From: john at keeping.me.uk (John Keeping)
Subject: cache-size implementation downsides
Date: Wed, 20 Jun 2018 00:02:59 +0100 [thread overview]
Message-ID: <20180619230259.GF1922@john.keeping.me.uk> (raw)
In-Reply-To: <20180616154621.GA1922@john.keeping.me.uk>
On Sat, Jun 16, 2018 at 04:46:21PM +0100, John Keeping wrote:
> On Wed, Jun 13, 2018 at 03:02:42PM -0400, Konstantin Ryabitsev wrote:
> > 2. I have witnessed cache corruption due to collisions (which is
> > a bug in itself). One of our frontends was hit by a lot of agressive
> > crawling of snapshots that raised the load to 60+ (many, many gzip
> > processes). After we blackholed the bot, some of the cache objects for
> > non-snapshot URLs had trailing gzip junk in them, meaning that either
> > two instances were writing to the same file, or something else resulted
> > in cache corruption. This is probably a race condition somewhere in the
> > locking code.
>
> I've had a look at this, and I think we might end up dropping our lock
> too early thanks to this code (in fill_slot()):
>
> /* Restore stdout */
> if (dup2(tmp, STDOUT_FILENO) == -1) {
>
> Before this line, STDOUT_FILENO refers to lock_fd which has a POSIX
> advisory record lock on the entire file. However, the documentation for
> that says:
>
> * If a process closes any file descriptor referring to a file, then all
> of the process's locks on that file are released, regardless of the
> file descriptor(s) on which the locks were obtained. This is
> bad: it means that a process can lose its locks on a file such as
> /etc/passwd or /etc/mtab when for some reason a library function
> decides to open, read, and close the same file.
>
> I haven't verified this, but I suspect that dup'ing the original stdout
> over STDOUT_FILENO is equivalent to closing a file descriptor referring
> to our lock file.

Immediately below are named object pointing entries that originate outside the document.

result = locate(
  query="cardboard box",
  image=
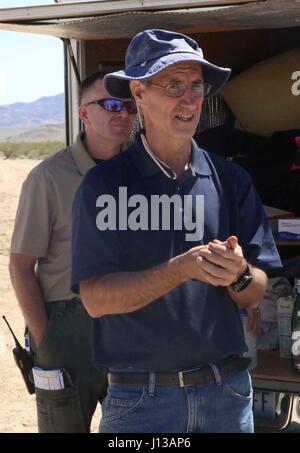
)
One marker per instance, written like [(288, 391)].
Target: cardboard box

And thus the lock is released at this point, which is
> before we rename the lock file over the cache file.
>
> If that is correct, then there is a window during which a new process
> can open the lock file to write new content and successfully acquire the
> lock on that file even though it is still being used by another process.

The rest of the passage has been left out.